The deaths of a man and his wife, so close together, started local tongues wagging and suspicions arose…..pointing toward their only son, Robert Irving Latimer, age 23.
According to Mlive, the 1887 cause of the father’s death (originally thought to have been heart disease) was later revealed to have been from poisoning. He drank some apple cider the night before, believed to have been laced with some kind of poison or cocaine. Hearing this, local druggists contacted authorities telling them that Robert had been going around town to the drug stores, looking for supplies of cocaine. (I'm wondering if the report was incorrect and they meant 'cyanide' instead of 'cocaine'?)
After Robert’s mother was found dead by a neighbor at their house on First Street, suspicions came to accusations. When questioned on his whereabouts, Robert Irving had the excuse he was attempting to visit a lady from out of town; she didn’t meet him, so he took a train back to Jackson, arriving after 1am. This lame explanation, backed with the fact that the family dogs were not barking viciously (as if there were intruders in the house), culminated in the arrest of Robert on January 26, 1889.
Robert never admitted his guilt, but police believed he did it to acquire all his mother’s money. Robert Irving was convicted and sentenced to life in prison. But it was not the last that Michigan was to hear about Robert Irving Latimer.
On March 27, 1893, Jackson Prison guard George Haight was found dead after being poisoned by Latimer. Forming a bond with the guard, Latimer told Haight he had a buried treasure stashed away in another state and would share it with him. This promise led Haight to be more lenient with Latimer, giving him a little extra freedom.

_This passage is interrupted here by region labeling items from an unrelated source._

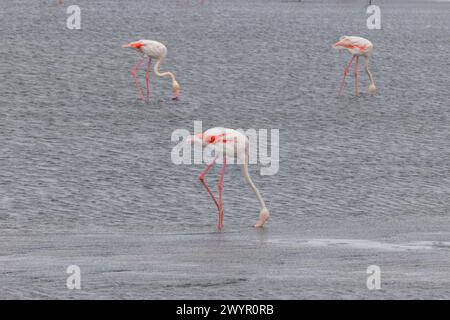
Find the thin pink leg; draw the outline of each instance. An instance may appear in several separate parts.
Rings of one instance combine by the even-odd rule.
[[[138,81],[138,79],[136,77],[136,72],[137,72],[137,69],[141,66],[141,64],[144,63],[144,60],[145,59],[142,59],[141,61],[139,61],[138,64],[136,65],[136,67],[133,70],[131,70],[131,75],[134,78],[134,83],[136,84],[136,88],[138,89],[138,92],[139,92],[139,98],[141,100],[144,100],[144,96],[142,95],[141,88],[139,87],[139,81]]]
[[[152,65],[152,58],[148,58],[147,72],[145,73],[145,83],[147,85],[147,100],[150,94],[150,67]]]
[[[225,168],[227,167],[227,158],[223,158],[223,167],[220,171],[220,178],[218,183],[219,188],[219,224],[217,225],[217,229],[221,230],[223,226],[223,206],[222,206],[222,193],[223,193],[223,177],[225,175]]]
[[[359,62],[359,56],[356,56],[356,63],[355,63],[355,92],[356,92],[356,95],[358,95],[358,62]]]
[[[350,59],[350,62],[348,63],[347,67],[344,70],[344,75],[342,76],[342,80],[341,80],[341,87],[339,89],[339,93],[338,95],[340,96],[342,94],[342,90],[344,89],[344,84],[345,84],[345,77],[348,74],[348,70],[350,69],[350,67],[352,66],[352,62],[353,59],[355,59],[355,56],[353,55],[352,58]]]
[[[217,203],[216,197],[214,197],[214,194],[211,192],[211,189],[209,189],[208,185],[205,182],[205,175],[208,173],[208,171],[214,167],[214,165],[216,164],[216,159],[214,159],[213,162],[211,162],[210,164],[208,164],[205,168],[205,170],[203,170],[203,172],[200,174],[200,176],[198,177],[201,181],[201,183],[203,184],[203,186],[205,187],[206,191],[208,191],[209,195],[211,196],[211,198],[213,199],[214,203],[216,204],[217,209],[219,209],[219,204]],[[220,210],[220,209],[219,209]]]

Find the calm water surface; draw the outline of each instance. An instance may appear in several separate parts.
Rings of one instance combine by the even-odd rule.
[[[449,2],[381,1],[377,31],[364,1],[80,0],[81,30],[56,2],[0,6],[0,298],[450,298]],[[376,97],[363,73],[336,97],[344,34],[374,43]],[[153,77],[136,99],[141,38],[180,101]],[[171,162],[194,120],[280,130],[279,173],[251,167],[264,230],[237,167],[217,233],[202,166]]]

On the night of March 27, Latimer was assisting with the dinner preparation for the guards. He had acquired an amount of opium and cyanide, with which he proceeded to lace the food (some say it was lemonade). After eating the food, Deputy Haight collapsed onto the floor; Latimer rushed over to make it look like he was trying to help…but he wasn’t. He took the keys, a couple of guns, and left the prison grounds with no one noticing.
After realizing Latimer was missing, a search was organized, he was found in the village of Jerome, and brought back to prison.

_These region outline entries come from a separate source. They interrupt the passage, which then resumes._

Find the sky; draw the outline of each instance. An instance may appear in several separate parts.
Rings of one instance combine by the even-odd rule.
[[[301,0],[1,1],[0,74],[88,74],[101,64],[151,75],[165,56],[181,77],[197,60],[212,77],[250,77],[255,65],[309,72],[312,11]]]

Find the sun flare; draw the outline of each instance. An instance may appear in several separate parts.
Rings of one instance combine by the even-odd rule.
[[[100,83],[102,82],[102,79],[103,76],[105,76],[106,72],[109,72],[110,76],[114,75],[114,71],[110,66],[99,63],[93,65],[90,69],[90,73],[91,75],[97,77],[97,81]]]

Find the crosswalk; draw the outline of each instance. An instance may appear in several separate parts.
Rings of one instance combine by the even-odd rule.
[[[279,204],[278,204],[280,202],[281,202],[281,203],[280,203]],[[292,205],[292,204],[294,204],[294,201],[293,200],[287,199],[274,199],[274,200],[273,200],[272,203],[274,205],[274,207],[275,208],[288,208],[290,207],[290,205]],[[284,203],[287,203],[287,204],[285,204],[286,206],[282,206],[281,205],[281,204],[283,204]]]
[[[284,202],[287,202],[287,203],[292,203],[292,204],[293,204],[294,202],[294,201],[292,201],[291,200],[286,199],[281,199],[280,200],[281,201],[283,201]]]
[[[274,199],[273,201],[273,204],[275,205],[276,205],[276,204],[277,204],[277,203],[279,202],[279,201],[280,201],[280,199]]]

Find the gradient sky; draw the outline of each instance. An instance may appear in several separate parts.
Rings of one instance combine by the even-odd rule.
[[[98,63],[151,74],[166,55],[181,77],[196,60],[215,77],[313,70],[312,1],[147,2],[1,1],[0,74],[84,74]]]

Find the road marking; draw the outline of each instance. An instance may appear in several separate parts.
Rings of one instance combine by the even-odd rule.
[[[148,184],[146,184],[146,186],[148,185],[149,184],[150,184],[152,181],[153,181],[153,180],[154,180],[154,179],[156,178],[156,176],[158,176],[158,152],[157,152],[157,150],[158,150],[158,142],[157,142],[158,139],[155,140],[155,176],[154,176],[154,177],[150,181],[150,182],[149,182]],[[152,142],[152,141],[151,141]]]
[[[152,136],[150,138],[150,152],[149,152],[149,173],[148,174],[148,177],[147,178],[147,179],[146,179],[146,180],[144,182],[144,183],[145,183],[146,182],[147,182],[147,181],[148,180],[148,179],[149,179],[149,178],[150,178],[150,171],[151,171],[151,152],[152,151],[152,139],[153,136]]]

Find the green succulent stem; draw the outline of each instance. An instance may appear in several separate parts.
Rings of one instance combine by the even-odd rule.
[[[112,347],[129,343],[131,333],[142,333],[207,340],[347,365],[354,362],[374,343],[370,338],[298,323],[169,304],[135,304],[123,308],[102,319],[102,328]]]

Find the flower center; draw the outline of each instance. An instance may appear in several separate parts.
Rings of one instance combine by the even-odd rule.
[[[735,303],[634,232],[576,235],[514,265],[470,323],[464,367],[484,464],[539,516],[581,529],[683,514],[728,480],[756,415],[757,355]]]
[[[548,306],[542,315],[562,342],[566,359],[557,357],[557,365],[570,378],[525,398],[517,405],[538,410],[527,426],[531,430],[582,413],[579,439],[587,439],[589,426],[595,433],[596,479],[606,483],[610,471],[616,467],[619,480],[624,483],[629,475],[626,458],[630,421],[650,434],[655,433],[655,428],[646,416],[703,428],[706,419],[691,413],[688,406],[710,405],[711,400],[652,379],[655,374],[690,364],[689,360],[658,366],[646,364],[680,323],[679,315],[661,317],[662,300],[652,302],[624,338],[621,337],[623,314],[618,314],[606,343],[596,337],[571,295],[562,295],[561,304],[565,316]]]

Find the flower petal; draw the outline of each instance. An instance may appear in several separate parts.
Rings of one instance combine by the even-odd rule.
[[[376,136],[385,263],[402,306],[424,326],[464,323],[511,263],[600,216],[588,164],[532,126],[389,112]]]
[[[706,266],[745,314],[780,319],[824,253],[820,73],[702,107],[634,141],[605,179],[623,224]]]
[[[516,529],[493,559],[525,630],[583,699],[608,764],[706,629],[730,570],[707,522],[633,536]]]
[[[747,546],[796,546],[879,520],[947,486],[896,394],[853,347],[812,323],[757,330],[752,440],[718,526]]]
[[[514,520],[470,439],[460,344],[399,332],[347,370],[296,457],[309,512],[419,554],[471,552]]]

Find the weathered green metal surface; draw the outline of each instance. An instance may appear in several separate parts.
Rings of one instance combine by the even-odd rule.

Over the years – thanks to public knowledge that he murdered his own mother - Latimer’s notoriety grew and was denied parole time and time again. After being imprisoned for 46 years, Robert Irving Latimer was finally released in 1935, thanks to Michigan Governor Frank Fitzgerald, who gave him a full pardon.
Latimer briefly got a job at the Ford Motor Company, worked until his health hospitalized him, and died at Eloise State Hospital in 1945. He was 80 years old.